Lois Alex, Yates Robert, Ivy Megan, Inaba Colette, Tatum Roger, Cetrulo Lawrence, Parr Zoe, Chen Judy, Khandelwal Saurabh, Wright Andrew
Department of Surgery, University of Chicago, 5841 S. Maryland, MC 5095, Chicago, IL, 60637, USA.
Department of Surgery, University of Washington Medical Center, University of Washington, 1959 NE Pacific St, Box 356410, Seattle, WA, 98195, USA.
Surg Endosc. 2024 Dec;38(12):7409-7415. doi: 10.1007/s00464-024-11221-y. Epub 2024 Oct 23.
NLPs such as ChatGPT are novel sources of online healthcare information that are readily accessible and integrated into internet search tools. The accuracy of NLP-generated responses to health information questions is unknown.
We queried four NLPs (ChatGPT 3.5 and 4, Bard, and Claude 2.0) for responses to simulated patient questions about inguinal hernias and their management. Responses were graded on a Likert scale (1 poor to 5 excellent) for relevance, completeness, and accuracy. Responses were compiled and scored collectively for readability using the Flesch-Kincaid score and for educational quality using the DISCERN instrument, a validated tool for evaluating patient information materials. Responses were also compared to two gold-standard educational materials provided by SAGES and the ACS. Evaluations were performed by six hernia surgeons.
The average NLP response scores for relevance, completeness, and accuracy were 4.76 (95% CI 4.70-4.80), 4.11 (95% CI 4.02-4.20), and 4.14 (95% CI 4.03-4.24), respectively. ChatGPT4 received higher accuracy scores (mean 4.43 [95% CI 4.37-4.50]) than Bard (mean 4.06 [95% CI 3.88-4.26]) and Claude 2.0 (mean 3.85 [95% CI 3.63-4.08]). The ACS document received the best scores for reading ease (55.2) and grade level (9.2); however, none of the documents achieved the readibility thresholds recommended by the American Medical Association.
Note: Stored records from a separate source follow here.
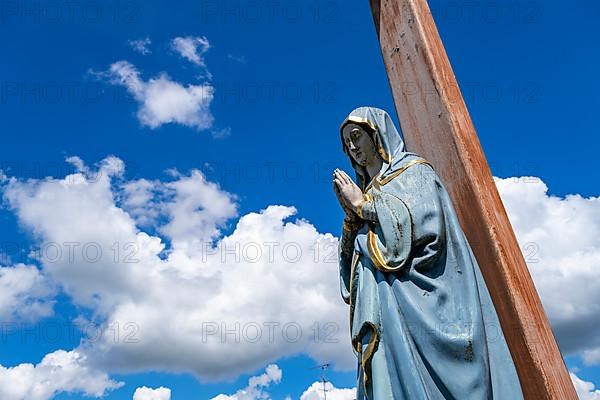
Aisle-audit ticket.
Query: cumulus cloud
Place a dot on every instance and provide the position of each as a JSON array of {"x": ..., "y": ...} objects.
[
  {"x": 257, "y": 386},
  {"x": 192, "y": 48},
  {"x": 163, "y": 100},
  {"x": 318, "y": 391},
  {"x": 25, "y": 294},
  {"x": 146, "y": 393},
  {"x": 187, "y": 297},
  {"x": 141, "y": 45},
  {"x": 560, "y": 239},
  {"x": 585, "y": 390},
  {"x": 58, "y": 372}
]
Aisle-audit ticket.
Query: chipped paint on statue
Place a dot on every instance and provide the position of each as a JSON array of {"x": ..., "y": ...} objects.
[{"x": 422, "y": 322}]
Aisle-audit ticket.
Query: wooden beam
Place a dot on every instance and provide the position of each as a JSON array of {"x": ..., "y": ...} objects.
[{"x": 436, "y": 124}]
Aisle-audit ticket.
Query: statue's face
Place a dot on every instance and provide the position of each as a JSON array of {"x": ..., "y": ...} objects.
[{"x": 359, "y": 144}]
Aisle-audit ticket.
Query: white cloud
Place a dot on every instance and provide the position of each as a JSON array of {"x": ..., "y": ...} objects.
[
  {"x": 58, "y": 372},
  {"x": 316, "y": 392},
  {"x": 560, "y": 239},
  {"x": 141, "y": 45},
  {"x": 146, "y": 393},
  {"x": 192, "y": 48},
  {"x": 585, "y": 390},
  {"x": 25, "y": 294},
  {"x": 257, "y": 386},
  {"x": 164, "y": 101},
  {"x": 180, "y": 300},
  {"x": 194, "y": 290}
]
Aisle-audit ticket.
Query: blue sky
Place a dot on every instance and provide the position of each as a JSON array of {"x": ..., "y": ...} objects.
[{"x": 281, "y": 82}]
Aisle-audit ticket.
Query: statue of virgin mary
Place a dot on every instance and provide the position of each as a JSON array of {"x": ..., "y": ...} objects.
[{"x": 422, "y": 322}]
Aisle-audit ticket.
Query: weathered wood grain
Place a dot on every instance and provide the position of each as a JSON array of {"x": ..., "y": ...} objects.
[{"x": 437, "y": 125}]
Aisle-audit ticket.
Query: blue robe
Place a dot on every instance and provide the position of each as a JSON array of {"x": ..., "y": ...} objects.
[{"x": 422, "y": 321}]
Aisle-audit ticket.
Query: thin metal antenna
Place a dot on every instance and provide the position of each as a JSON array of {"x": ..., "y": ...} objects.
[{"x": 323, "y": 367}]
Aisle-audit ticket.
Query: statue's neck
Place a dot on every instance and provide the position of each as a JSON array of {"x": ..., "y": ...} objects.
[{"x": 374, "y": 168}]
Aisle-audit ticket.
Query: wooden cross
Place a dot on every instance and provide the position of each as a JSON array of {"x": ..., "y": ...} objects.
[{"x": 436, "y": 125}]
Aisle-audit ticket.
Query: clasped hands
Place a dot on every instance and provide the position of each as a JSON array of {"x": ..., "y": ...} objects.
[{"x": 348, "y": 194}]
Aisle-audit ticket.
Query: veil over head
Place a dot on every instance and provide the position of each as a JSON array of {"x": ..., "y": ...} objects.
[{"x": 388, "y": 141}]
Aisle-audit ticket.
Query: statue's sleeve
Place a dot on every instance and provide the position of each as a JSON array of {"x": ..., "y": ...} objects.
[
  {"x": 410, "y": 225},
  {"x": 345, "y": 255}
]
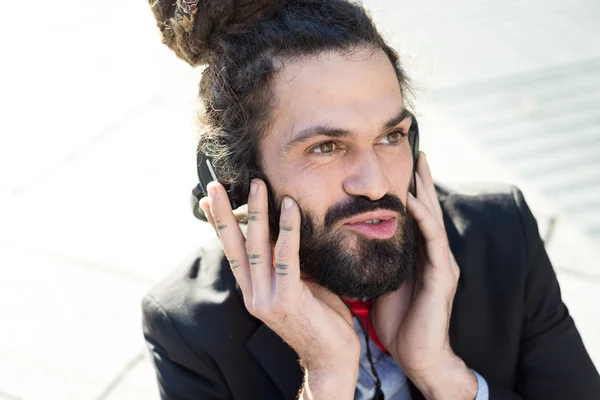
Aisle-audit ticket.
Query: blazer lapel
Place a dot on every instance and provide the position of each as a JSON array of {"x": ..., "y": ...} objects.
[{"x": 278, "y": 359}]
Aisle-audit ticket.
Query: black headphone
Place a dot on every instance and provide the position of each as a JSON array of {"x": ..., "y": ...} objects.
[{"x": 238, "y": 194}]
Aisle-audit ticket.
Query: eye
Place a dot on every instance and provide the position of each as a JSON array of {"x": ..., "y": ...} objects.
[
  {"x": 393, "y": 137},
  {"x": 326, "y": 147}
]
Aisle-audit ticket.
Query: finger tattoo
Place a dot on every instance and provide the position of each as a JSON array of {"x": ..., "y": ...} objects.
[
  {"x": 219, "y": 225},
  {"x": 281, "y": 269}
]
The ACS document also received the highest DISCERN score of 63.5 (57.0-70.1), and this was significantly higher compared to ChatGPT 4 (50.8 [95% CI 46.2-55.4]) and Claude 2.0 (48 [95% CI 41.6-54.4]).
The evaluated NLPs provided relevant responses of reasonable accuracy to questions about inguinal hernia. Compiled NLP responses received relatively low readability and DISCERN scores, although results may improve as NLPs evolve or with adjustments in question wording. As surgical patients expand their use of NLPs for healthcare information, surgeons should be aware of the benefits and limitations of NLPs as patient education tools.
诸如ChatGPT之类的自然语言处理程序是在线医疗保健信息的新来源,易于获取并集成到互联网搜索工具中。自然语言处理程序生成的健康信息问题回复的准确性尚不清楚。
我们向四个自然语言处理程序(ChatGPT 3.5和4、Bard以及Claude 2.0)查询有关腹股沟疝及其治疗的模拟患者问题的回复。根据李克特量表(1分差至5分优)对回复的相关性、完整性和准确性进行评分。使用弗莱什-金凯德分数对回复进行汇总并集体评分以评估可读性,使用DISCERN工具对教育质量进行评分,DISCERN工具是一种经过验证的评估患者信息材料的工具。回复还与美国胃肠内镜外科医师学会(SAGES)和美国外科医师学会(ACS)提供的两份黄金标准教育材料进行了比较。评估由六位疝外科医生进行。
自然语言处理程序回复的相关性、完整性和准确性的平均得分分别为4.76(95%置信区间4.70 - 4.80)、4.11(95%置信区间4.02 - 4.20)和4.14(95%置信区间4.03 - 4.24)。ChatGPT4的准确性得分(平均4.43 [95%置信区间4.37 - 4.50])高于Bard(平均4.06 [95%置信区间3.88 - 4.26])和Claude 2.0(平均3.85 [95%置信区间3.63 - 4.08])。ACS的文档在易读性(55.2)和年级水平(9.2)方面得分最高;然而,没有一份文档达到美国医学协会推荐的可读性阈值。ACS的文档DISCERN得分也最高,为63.5(57.0 - 70.1),与ChatGPT 4(50.8 [95%置信区间46.2 - 55.4])和Claude 2.0(48 [95%置信区间41.6 - 54.4])相比,显著更高。
所评估的自然语言处理程序对腹股沟疝问题提供了相关性合理且准确性尚可的回复。汇总的自然语言处理程序回复的可读性和DISCERN得分相对较低,不过随着自然语言处理程序的发展或问题措辞的调整,结果可能会有所改善。随着手术患者更多地使用自然语言处理程序获取医疗保健信息,外科医生应了解自然语言处理程序作为患者教育工具的益处和局限性。